Quite a bit of Info here, I will look into all the cleaners, and cloths you mentioned. I think I may have some lighter fluid around.  Thank you for all your suggestions much appreciated.  [emoji3]


----------



## jcdeboever (Feb 16, 2016)

annamaria said:


> jcdeboever said:
> 
> 
> > For cleaning outside parts (not lens), I use an electric blower first to get off lose dust. I keep it at a safe distance. Then soft brush dry. Q-tips dipped in lighter fluid for oily grime. Rubbing alcohol for waterbased grime. Leather just use your spit and q-tips or microfibre towel.

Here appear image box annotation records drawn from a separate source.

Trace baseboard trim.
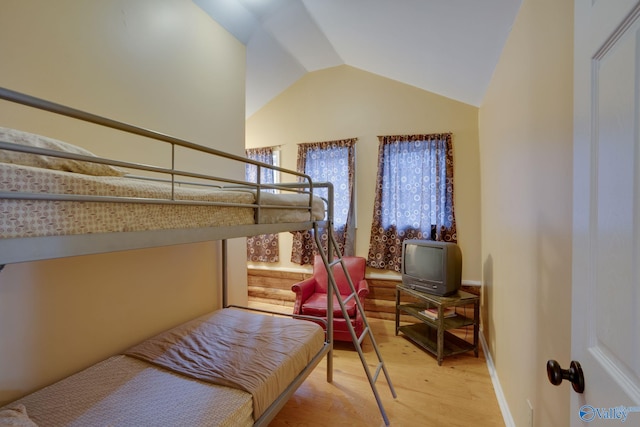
[479,331,516,427]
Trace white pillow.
[0,127,125,176]
[0,404,38,427]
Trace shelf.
[396,284,480,365]
[398,304,475,330]
[399,323,476,357]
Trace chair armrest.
[356,279,369,301]
[291,277,316,314]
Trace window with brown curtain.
[291,138,357,264]
[245,147,280,262]
[368,133,457,271]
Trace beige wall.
[246,66,481,283]
[0,0,246,404]
[479,0,573,426]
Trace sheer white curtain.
[368,133,457,271]
[291,138,357,264]
[245,147,280,262]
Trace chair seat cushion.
[300,294,356,317]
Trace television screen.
[402,240,462,296]
[404,245,443,282]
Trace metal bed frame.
[0,87,396,426]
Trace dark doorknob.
[547,360,584,393]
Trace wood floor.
[250,302,505,427]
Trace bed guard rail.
[0,87,322,224]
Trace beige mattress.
[0,163,325,238]
[7,355,253,427]
[1,309,324,426]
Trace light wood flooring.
[249,302,505,427]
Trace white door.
[562,0,640,427]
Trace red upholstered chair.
[291,255,369,342]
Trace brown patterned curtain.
[245,147,280,262]
[291,138,357,264]
[368,133,457,271]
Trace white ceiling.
[193,0,521,117]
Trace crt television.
[402,240,462,296]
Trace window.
[368,134,457,271]
[291,138,357,264]
[245,147,280,262]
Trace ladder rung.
[338,292,358,304]
[373,362,382,383]
[329,258,342,267]
[358,326,369,346]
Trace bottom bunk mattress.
[5,308,326,426]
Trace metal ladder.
[313,222,397,426]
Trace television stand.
[396,284,480,365]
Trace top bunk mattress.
[0,163,324,238]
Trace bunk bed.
[0,88,332,426]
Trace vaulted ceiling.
[194,0,521,117]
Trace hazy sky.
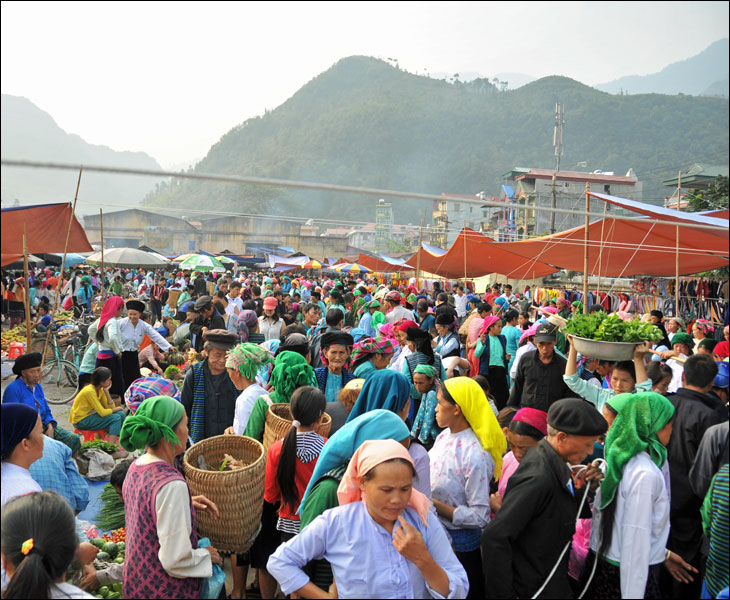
[0,2,728,167]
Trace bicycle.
[30,332,79,404]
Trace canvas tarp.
[357,253,416,273]
[499,219,728,277]
[0,202,94,266]
[408,227,558,279]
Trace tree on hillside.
[689,175,728,212]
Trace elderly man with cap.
[190,296,226,352]
[180,329,239,443]
[507,323,574,412]
[482,398,608,598]
[383,290,415,323]
[119,300,170,392]
[3,352,81,454]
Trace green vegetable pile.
[564,312,664,343]
[96,483,125,529]
[81,440,118,454]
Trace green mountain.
[596,38,730,97]
[145,56,728,223]
[0,94,161,214]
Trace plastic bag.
[198,538,226,599]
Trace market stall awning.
[0,202,94,266]
[408,227,558,279]
[499,219,729,277]
[357,253,416,273]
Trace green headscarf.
[269,350,314,404]
[600,392,674,510]
[119,396,187,452]
[226,342,273,381]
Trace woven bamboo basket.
[264,402,332,454]
[183,435,266,554]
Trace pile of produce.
[96,483,125,528]
[564,311,664,343]
[89,529,126,600]
[81,440,119,454]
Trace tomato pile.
[101,527,127,544]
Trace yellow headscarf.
[445,377,507,480]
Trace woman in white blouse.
[579,392,694,598]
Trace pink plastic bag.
[568,519,591,580]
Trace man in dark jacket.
[180,329,240,443]
[507,323,575,412]
[661,354,727,598]
[482,398,608,598]
[190,296,226,352]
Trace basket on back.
[264,402,332,453]
[183,435,266,554]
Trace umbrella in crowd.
[86,248,168,269]
[334,263,370,273]
[178,254,226,273]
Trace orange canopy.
[408,227,558,279]
[0,202,94,266]
[499,219,729,277]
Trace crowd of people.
[2,270,729,598]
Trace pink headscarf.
[520,323,542,344]
[479,315,502,335]
[337,440,431,525]
[98,296,124,331]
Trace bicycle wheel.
[30,337,55,362]
[41,360,79,404]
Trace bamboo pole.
[41,169,83,369]
[416,219,423,289]
[23,230,31,352]
[674,171,682,317]
[583,181,588,313]
[99,208,104,302]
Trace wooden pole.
[99,208,104,301]
[41,169,83,369]
[23,230,31,352]
[674,171,682,317]
[583,181,588,313]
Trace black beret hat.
[203,329,238,350]
[13,352,43,375]
[548,398,608,436]
[319,331,355,350]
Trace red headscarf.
[98,296,124,331]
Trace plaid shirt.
[28,436,89,511]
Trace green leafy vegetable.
[81,440,118,454]
[96,483,124,528]
[565,312,664,343]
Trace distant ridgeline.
[139,56,728,227]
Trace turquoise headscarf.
[600,392,674,510]
[299,410,410,511]
[347,369,411,423]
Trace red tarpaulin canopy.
[408,227,558,279]
[0,202,94,266]
[499,219,728,277]
[357,253,416,273]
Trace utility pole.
[550,102,565,233]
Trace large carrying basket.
[264,402,332,453]
[183,435,266,554]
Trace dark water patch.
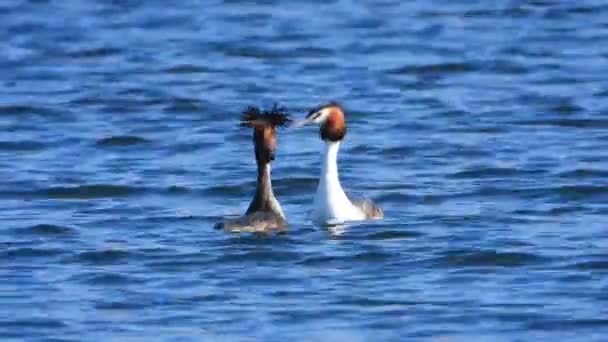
[553,185,608,199]
[0,247,66,260]
[204,182,255,196]
[387,62,477,76]
[96,135,147,146]
[163,64,219,75]
[163,97,207,113]
[167,185,191,194]
[380,146,417,158]
[0,141,48,152]
[566,257,608,271]
[557,169,608,179]
[0,104,63,117]
[216,250,301,263]
[17,224,78,237]
[525,318,608,331]
[298,251,395,267]
[448,167,542,179]
[95,299,154,310]
[429,250,546,267]
[482,59,530,75]
[509,118,608,129]
[367,230,424,241]
[68,46,122,59]
[0,317,68,329]
[71,272,143,286]
[44,184,143,199]
[75,249,138,265]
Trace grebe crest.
[216,105,291,233]
[295,102,384,225]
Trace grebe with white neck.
[294,102,384,225]
[216,105,290,233]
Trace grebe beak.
[290,118,314,128]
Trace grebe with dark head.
[295,102,384,224]
[216,105,290,233]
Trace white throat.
[313,141,365,224]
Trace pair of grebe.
[218,102,383,232]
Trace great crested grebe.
[216,105,290,233]
[294,102,384,225]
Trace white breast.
[312,142,365,224]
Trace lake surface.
[0,0,608,341]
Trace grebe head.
[241,105,291,164]
[295,102,346,142]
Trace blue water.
[0,0,608,341]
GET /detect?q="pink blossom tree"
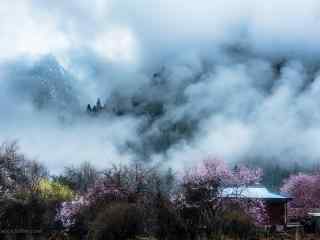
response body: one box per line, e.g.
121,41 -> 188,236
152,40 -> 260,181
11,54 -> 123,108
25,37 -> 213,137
281,173 -> 320,218
56,181 -> 128,227
183,158 -> 268,226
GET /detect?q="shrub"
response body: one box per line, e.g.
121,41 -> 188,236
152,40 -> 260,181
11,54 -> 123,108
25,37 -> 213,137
89,203 -> 143,240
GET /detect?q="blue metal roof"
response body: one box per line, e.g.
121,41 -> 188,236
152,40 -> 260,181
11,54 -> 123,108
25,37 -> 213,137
221,186 -> 290,200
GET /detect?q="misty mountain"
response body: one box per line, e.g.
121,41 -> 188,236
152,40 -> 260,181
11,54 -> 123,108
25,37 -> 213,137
6,55 -> 80,112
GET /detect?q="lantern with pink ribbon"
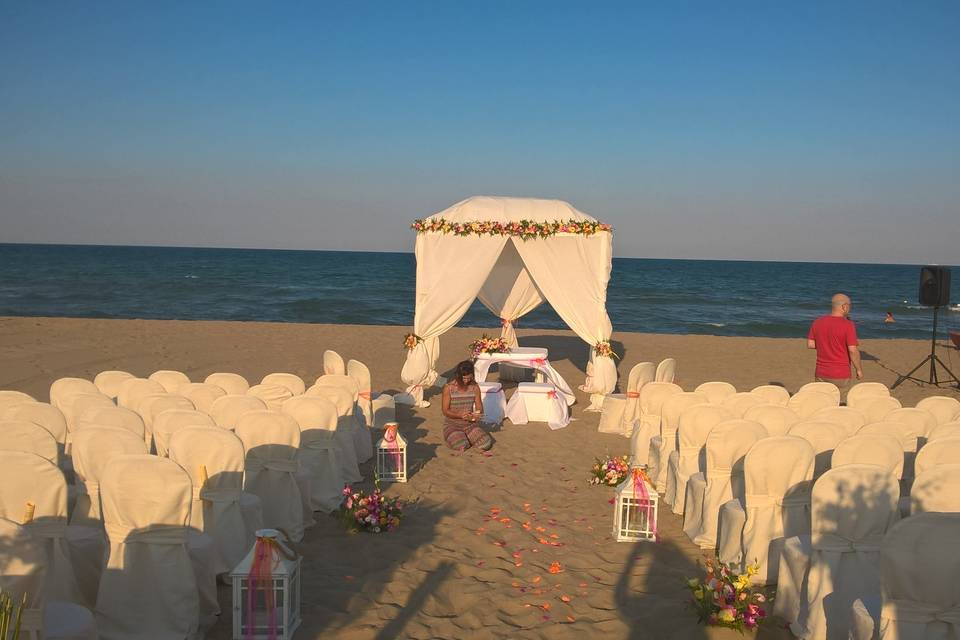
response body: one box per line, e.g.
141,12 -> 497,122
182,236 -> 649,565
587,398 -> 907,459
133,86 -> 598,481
230,529 -> 301,640
613,468 -> 658,542
377,422 -> 407,482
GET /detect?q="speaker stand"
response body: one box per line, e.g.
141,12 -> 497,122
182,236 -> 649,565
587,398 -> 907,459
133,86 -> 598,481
890,307 -> 960,389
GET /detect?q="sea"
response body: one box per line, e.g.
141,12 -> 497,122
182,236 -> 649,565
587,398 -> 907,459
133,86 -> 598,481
0,244 -> 960,339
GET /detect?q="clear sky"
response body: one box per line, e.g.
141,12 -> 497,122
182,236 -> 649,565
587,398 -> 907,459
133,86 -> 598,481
0,0 -> 960,264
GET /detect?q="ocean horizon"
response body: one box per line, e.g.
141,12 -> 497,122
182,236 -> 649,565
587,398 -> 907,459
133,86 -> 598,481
0,244 -> 960,339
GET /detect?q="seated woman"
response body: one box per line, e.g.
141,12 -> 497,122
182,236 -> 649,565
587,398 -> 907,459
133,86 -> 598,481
440,360 -> 493,451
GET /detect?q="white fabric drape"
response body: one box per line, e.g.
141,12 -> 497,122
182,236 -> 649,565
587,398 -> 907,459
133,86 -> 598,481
401,197 -> 617,408
477,242 -> 544,347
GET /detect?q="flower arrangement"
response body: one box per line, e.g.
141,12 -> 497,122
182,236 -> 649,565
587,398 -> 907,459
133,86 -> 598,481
593,340 -> 618,358
687,559 -> 767,633
469,334 -> 510,358
590,456 -> 630,487
410,218 -> 613,240
340,481 -> 403,533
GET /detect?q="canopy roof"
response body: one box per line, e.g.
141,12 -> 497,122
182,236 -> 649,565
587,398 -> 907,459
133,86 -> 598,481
427,196 -> 597,222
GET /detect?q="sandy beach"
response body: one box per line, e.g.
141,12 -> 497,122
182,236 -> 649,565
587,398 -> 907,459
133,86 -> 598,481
0,318 -> 960,639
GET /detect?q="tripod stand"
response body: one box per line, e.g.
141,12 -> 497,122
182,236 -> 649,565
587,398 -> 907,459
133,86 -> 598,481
890,306 -> 960,389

Microfibre towels are very handy, don't buy the cheap ones, get automotive detail grade as cheap ones lint bad. Mechanical parts I use lighter fluid or electrical contact cleaner and microfiber tipped automotive touch up brushes, very handy. Toothpicks, led lit power glasses, graphite, magnetic dish, razor blades, third hand clips, are other handy items. Cell phone to help capture parts assembly challenges. The service manual would be helpful. Micro tools are a must. If you decide to lubricate with graphite, less is better, super tiny amounts or leave it dry. Time, patience, and good light are a must.
> ...


Lighter fluid works great, no residue. Sprayway can be picked up at Walmart I think, its aerosol and the wife swears by it as well. I buy it by the case (12) from local automotive paint store. Graphite can be had at micheals craft store in the pinewood derby section but may not be necessary. 

Sent from my XT1254 using Tapatalk


----------



## annamaria (Feb 16, 2016)

jcdeboever said:


> annamaria said:
> 
> 
> > jcdeboever said:
> ...



Thanks again I will take a look next time I'm at Walmart, as for graphite I will have to do some searching online or locally in this small town [emoji57]


----------



## john.margetts (Feb 16, 2016)

With Pronto or Prontor shutters it is not a good idea to use the self timer as the mechanism is weak and using it could wreck the shutter mechanism.  Pronto/Prontor shutters are very robust (above comments not withstanding) and should need very little attention. They are designed to work with no lubrication so do not be tempted to use any sort of oil or (worse) WD40 on it. Dry-firing the shutter a few dozen times will encourage correct speeds.

www.johns-old-cameras.blogspot.co.uk


----------



## annamaria (Feb 16, 2016)

john.margetts said:


> With Pronto or Prontor shutters it is not a good idea to use the self timer as the mechanism is weak and using it could wreck the shutter mechanism.  Pronto/Prontor shutters are very robust (above comments not withstanding) and should need very little attention. They are designed to work with no lubrication so do not be tempted to use any sort of oil or (worse) WD40 on it. Dry-firing the shutter a few dozen times will encourage correct speeds.
> 
> www.johns-old-cameras.blogspot.co.uk



Thanks so much for your advice and suggestions, and all the info. Will check out the link as soon as I get home from work.  Appreciate your reply.


----------